Tables 4 and 5 apply the SD analysis to the aggregated technology groups in our database. Previous work has observed that the last two decades of the twentieth century were marked by an explosively uneven change in technological opportunity across the spectrum of patent classes (Mendonca, 2006). The last column in both Tables 4 and 5 shows how these broad technological groups grew in the total portfolio of all industries from the 1980s into the early 1990s and confirms these findings. Although with some variability over time, we observe that ICTs, New Materials and Pharmaceuticals & Biotech grew in importance over the entire period. (1) The same cannot be said about the other technologies. Moreover, given our focus on only patents registered in non-core technical fields, this strongly signals that these technologies were offering the most vibrant technological prospects for all industries, not just the sectors having the new technologies as their core technologies.
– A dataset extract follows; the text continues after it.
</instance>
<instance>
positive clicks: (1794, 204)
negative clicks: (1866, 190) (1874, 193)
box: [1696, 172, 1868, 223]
The SDA confirms that industries other than the industries in which the new technologies originated and emerged, also aggressively pursued the cluster of revolutionary new technologies. To illustrate, in the 1980s whilst the TS effect dominates, the ST effect in the technologies associated with the third technological revolution (ICT, Materials and Pharmaceutical & Biotech) also has a positive influence. In other words, even in 1981/5 to 1986/90 we see that these technologies are also being picked up by other industries outside of those with which they would be most closely associated. These technologies extend their reach beyond the boundaries of their industrial origin. Furthermore, with the exception of Pharmaceuticals & Biotech, this influence grows stronger in the later period (Table 4) where the ST effects are greater in magnitude than the earlier period. This phenomenon shows the pervasiveness of the technologies of the third technological revolution across industrial boundaries from their industries of origin to the industries of use (Scherer, 1982).

6. CONCLUSIONS

This paper focused on how new technologies are modifying the profile of technological competencies of industries as represented by large US, European and Japanese manufacturing firms. Inter-sectoral structural change is commonly acknowledged as an important phenomenon in face of technological shifts, as industries rise and fall in terms of relative dynamism. But we still do not understand many things about the internal aspects, namely the intra-sectoral dimensions, of technological evolution. By using a structural decomposition approach, we have made an attempt to reveal some of the dynamics of endogenous knowledge diversification when technologies are of uneven attractiveness and when some technologies (ICT, Pharmaceuticals and Biotech, new Materials) offer more opportunities for creative accumulation than others by being combined with pre-existing competences.